The pallet manufacturer is having problems with there pallet lumber supplier and is shipping it in form like an hour and half south of here. I know it will be hard to get into the market but from what i have seen is that the pallet manufacturer are always looking for lumber. The amish here would be my biggest competition they buy up all logs but they are the only sawmill around to. You should see there log piles they are huge.


----------



## discounthunter (May 21, 2012)

missouriboy said:


> The pallet manufacturer is having problems with there pallet lumber supplier and is shipping it in form like an hour and half south of here. I know it will be hard to get into the market but from what i have seen is that the pallet manufacturer are always looking for lumber. The amish here would be my biggest competition they buy up all logs but they are the only sawmill around to. You should see there log piles they are huge.
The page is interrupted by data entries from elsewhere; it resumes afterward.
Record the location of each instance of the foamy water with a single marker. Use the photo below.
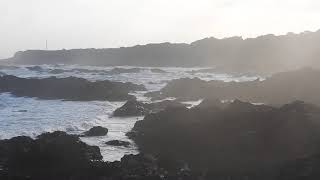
(31, 116)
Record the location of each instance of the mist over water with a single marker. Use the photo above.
(24, 116)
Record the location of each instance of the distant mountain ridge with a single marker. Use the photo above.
(264, 54)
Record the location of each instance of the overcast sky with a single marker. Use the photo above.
(26, 24)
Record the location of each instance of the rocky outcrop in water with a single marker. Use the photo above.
(96, 131)
(71, 88)
(135, 108)
(56, 155)
(118, 143)
(278, 89)
(236, 140)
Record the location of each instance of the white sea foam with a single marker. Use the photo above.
(32, 116)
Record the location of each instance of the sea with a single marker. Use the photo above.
(25, 116)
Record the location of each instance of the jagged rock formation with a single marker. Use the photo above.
(237, 140)
(281, 88)
(56, 155)
(118, 143)
(70, 88)
(264, 55)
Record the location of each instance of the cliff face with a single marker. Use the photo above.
(264, 54)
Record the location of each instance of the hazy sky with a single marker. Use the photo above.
(26, 24)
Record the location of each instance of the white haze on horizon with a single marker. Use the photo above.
(27, 24)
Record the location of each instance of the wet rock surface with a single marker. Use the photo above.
(60, 156)
(118, 143)
(96, 131)
(237, 140)
(281, 88)
(69, 88)
(136, 108)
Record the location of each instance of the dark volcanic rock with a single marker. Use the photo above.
(97, 131)
(56, 155)
(135, 108)
(118, 143)
(70, 88)
(265, 54)
(236, 140)
(281, 88)
(49, 155)
(131, 108)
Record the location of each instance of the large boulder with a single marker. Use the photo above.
(49, 155)
(70, 88)
(279, 89)
(96, 131)
(61, 156)
(118, 143)
(238, 139)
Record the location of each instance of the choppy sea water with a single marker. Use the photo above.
(31, 116)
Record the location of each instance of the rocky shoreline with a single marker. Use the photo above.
(252, 142)
(278, 89)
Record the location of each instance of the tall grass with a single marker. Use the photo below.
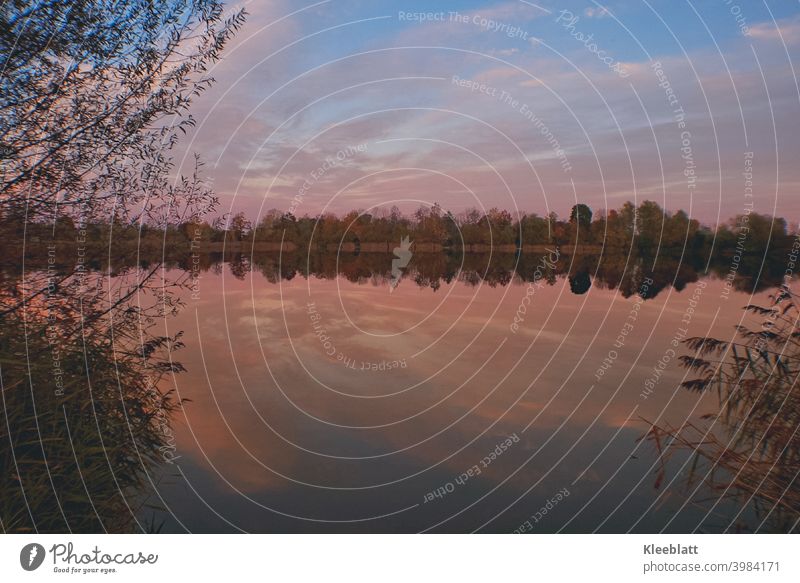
(81, 417)
(749, 450)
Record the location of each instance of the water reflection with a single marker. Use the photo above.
(316, 400)
(84, 421)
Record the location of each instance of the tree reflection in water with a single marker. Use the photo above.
(84, 423)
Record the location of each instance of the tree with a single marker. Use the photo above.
(581, 215)
(93, 95)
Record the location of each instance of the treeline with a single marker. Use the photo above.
(646, 228)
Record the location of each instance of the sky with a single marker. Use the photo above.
(338, 105)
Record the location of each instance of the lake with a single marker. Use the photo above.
(349, 399)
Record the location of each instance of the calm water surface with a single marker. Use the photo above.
(329, 405)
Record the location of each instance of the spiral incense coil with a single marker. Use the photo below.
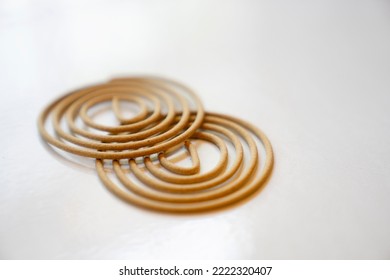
(145, 134)
(133, 157)
(169, 190)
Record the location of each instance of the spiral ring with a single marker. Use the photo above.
(199, 193)
(170, 117)
(142, 138)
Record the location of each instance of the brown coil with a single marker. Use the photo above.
(170, 116)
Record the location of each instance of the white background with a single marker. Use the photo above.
(314, 75)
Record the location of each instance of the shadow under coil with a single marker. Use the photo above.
(170, 116)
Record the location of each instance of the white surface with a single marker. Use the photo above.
(314, 75)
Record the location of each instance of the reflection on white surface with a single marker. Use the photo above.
(313, 75)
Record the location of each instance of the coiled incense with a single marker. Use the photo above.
(170, 116)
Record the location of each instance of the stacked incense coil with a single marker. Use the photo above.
(170, 117)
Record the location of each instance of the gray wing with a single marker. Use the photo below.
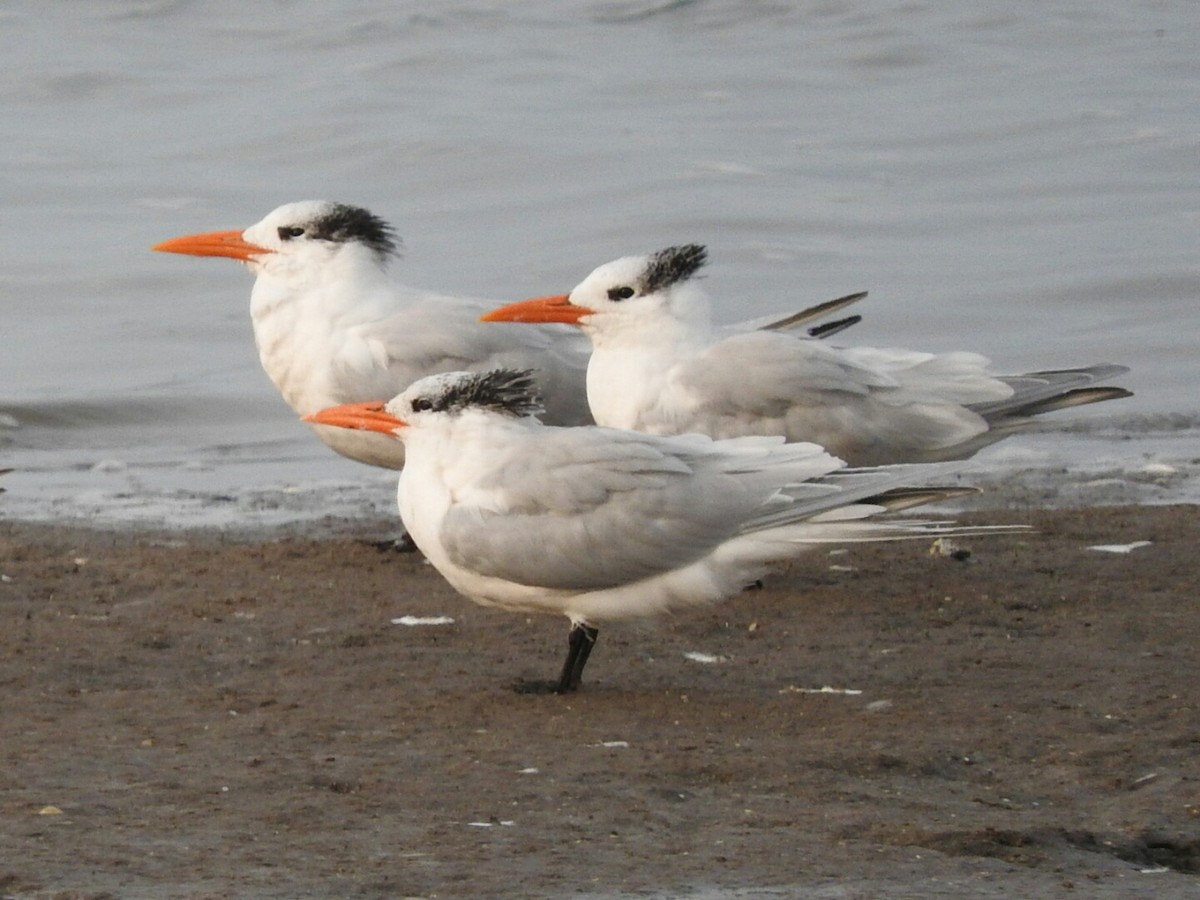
(597, 508)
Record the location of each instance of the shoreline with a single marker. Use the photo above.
(237, 715)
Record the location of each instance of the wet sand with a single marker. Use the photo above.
(193, 715)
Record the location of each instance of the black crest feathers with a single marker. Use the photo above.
(672, 265)
(510, 391)
(342, 222)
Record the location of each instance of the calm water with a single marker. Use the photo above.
(1024, 184)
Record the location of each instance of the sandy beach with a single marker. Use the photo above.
(195, 715)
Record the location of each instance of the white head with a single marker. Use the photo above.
(507, 393)
(642, 293)
(298, 239)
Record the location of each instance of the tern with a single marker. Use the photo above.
(659, 366)
(331, 327)
(600, 525)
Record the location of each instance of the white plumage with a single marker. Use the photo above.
(331, 327)
(659, 366)
(599, 523)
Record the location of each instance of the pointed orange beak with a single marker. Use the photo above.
(543, 309)
(214, 244)
(360, 417)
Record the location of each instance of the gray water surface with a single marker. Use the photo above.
(1020, 183)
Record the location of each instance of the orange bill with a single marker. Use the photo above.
(543, 309)
(360, 417)
(214, 244)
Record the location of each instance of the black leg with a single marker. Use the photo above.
(580, 643)
(579, 647)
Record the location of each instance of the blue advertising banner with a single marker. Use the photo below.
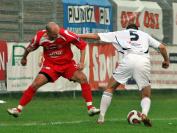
(84, 16)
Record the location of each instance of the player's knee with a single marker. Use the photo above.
(35, 85)
(82, 78)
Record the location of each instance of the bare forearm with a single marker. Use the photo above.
(25, 54)
(82, 56)
(89, 36)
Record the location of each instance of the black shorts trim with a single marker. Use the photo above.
(47, 76)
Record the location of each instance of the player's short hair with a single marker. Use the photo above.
(132, 26)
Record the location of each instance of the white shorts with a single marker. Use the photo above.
(136, 66)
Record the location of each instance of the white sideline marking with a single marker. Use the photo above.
(73, 122)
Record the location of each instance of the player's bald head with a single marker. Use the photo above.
(52, 30)
(132, 26)
(52, 27)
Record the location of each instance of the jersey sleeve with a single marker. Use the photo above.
(107, 37)
(34, 44)
(153, 42)
(75, 40)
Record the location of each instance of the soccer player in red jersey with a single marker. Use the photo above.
(56, 43)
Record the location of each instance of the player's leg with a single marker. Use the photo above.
(106, 99)
(145, 100)
(28, 94)
(81, 78)
(146, 104)
(142, 77)
(120, 76)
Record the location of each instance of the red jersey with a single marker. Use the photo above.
(59, 50)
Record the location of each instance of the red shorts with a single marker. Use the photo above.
(54, 71)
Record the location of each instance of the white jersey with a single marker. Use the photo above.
(130, 41)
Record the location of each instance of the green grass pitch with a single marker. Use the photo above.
(62, 114)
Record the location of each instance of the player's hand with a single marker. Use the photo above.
(23, 62)
(165, 64)
(80, 66)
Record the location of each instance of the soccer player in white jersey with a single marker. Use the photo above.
(134, 45)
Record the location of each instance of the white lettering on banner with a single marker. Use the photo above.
(145, 14)
(95, 64)
(88, 13)
(151, 20)
(129, 17)
(2, 61)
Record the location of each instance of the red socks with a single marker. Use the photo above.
(87, 94)
(27, 96)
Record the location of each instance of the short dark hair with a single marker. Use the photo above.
(132, 26)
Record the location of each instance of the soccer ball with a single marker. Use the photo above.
(134, 117)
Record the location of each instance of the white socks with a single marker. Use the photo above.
(105, 102)
(145, 105)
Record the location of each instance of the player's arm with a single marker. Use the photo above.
(156, 44)
(82, 59)
(94, 36)
(24, 57)
(163, 51)
(108, 37)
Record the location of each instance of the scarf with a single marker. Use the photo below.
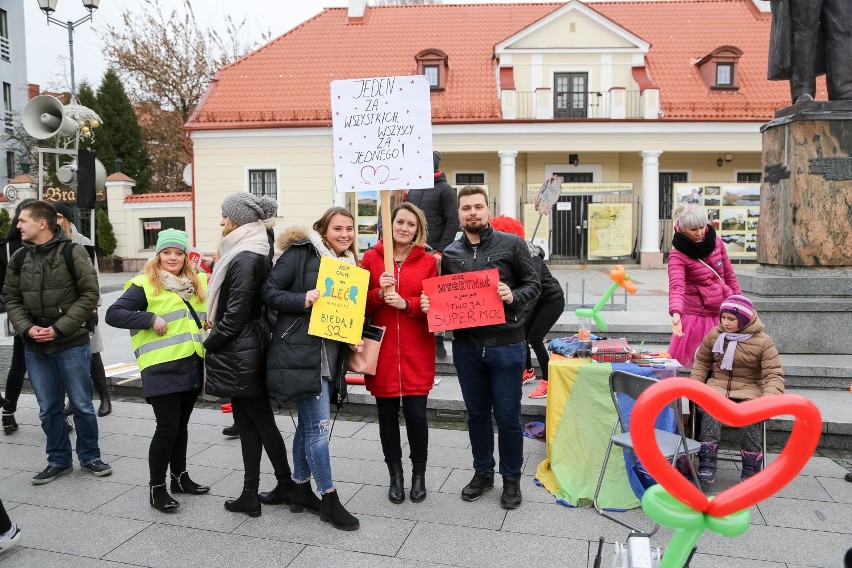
(692, 249)
(323, 250)
(180, 285)
(733, 340)
(250, 237)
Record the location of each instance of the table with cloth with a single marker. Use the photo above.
(579, 421)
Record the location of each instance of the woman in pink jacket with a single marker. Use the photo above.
(700, 278)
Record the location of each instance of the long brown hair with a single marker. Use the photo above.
(322, 224)
(154, 274)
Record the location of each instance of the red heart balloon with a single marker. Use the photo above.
(801, 445)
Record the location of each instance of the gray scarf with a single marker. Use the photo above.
(733, 340)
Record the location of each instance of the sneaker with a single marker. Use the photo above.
(98, 468)
(10, 538)
(50, 473)
(480, 483)
(540, 391)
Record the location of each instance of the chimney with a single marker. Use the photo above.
(355, 15)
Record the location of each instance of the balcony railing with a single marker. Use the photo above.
(612, 104)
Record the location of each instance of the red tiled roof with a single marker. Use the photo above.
(159, 197)
(286, 82)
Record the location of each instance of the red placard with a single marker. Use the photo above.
(469, 299)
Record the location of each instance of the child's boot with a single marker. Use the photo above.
(707, 462)
(752, 463)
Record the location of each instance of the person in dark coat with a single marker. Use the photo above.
(17, 367)
(165, 330)
(306, 368)
(235, 350)
(442, 220)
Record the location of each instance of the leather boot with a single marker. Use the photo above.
(396, 492)
(418, 482)
(303, 498)
(247, 503)
(183, 484)
(160, 498)
(281, 493)
(332, 511)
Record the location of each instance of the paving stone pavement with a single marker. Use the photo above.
(82, 521)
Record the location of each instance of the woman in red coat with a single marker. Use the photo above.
(407, 377)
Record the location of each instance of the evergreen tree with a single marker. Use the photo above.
(124, 132)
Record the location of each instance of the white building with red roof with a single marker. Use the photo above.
(623, 99)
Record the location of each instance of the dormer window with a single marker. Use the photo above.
(719, 68)
(433, 64)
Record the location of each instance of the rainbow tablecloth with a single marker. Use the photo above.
(579, 421)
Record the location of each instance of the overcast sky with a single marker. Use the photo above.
(47, 45)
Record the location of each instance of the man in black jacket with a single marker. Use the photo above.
(490, 359)
(442, 221)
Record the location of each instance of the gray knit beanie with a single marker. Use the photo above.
(242, 208)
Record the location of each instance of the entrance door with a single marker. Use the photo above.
(571, 95)
(569, 223)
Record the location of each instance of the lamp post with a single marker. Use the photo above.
(48, 7)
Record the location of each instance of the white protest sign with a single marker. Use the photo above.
(382, 129)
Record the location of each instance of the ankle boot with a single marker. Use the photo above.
(396, 492)
(752, 463)
(183, 484)
(281, 493)
(332, 511)
(418, 482)
(303, 498)
(247, 503)
(707, 462)
(160, 498)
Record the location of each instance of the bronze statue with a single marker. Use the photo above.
(810, 38)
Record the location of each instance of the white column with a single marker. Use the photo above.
(508, 195)
(650, 201)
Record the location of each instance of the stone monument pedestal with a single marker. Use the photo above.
(802, 288)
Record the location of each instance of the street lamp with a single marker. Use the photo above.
(48, 7)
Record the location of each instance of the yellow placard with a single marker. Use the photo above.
(338, 313)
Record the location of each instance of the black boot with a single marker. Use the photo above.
(303, 498)
(418, 482)
(281, 494)
(396, 492)
(183, 484)
(332, 511)
(160, 498)
(247, 503)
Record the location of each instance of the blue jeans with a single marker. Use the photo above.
(51, 376)
(490, 379)
(310, 442)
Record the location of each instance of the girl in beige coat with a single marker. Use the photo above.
(739, 360)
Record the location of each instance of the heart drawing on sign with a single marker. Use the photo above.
(375, 176)
(807, 428)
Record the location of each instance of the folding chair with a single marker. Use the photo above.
(671, 445)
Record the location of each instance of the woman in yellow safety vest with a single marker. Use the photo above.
(164, 309)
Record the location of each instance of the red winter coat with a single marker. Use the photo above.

i think id rather compete with a bunch of mexicans than a bunch of Amish,lol


----------



## Sawyer Rob (May 22, 2012)

ME TOO! by far!

There's amish around here that will mill logs for 15 cents a bd. ft.! WHY?? Because they have slave labour! as in, a bunch of kids... lol

They don't turn out great lumber, but folks buy cheeeep!

SR


----------



## d3c3pti0n5 (May 22, 2012)

I bet they are reading your thread right now. LOL Good Luck on your venture, I wish you the best of luck.


----------



## missouriboy (May 22, 2012)

I think amish buy pallet grade logs at or around .23 cents.


----------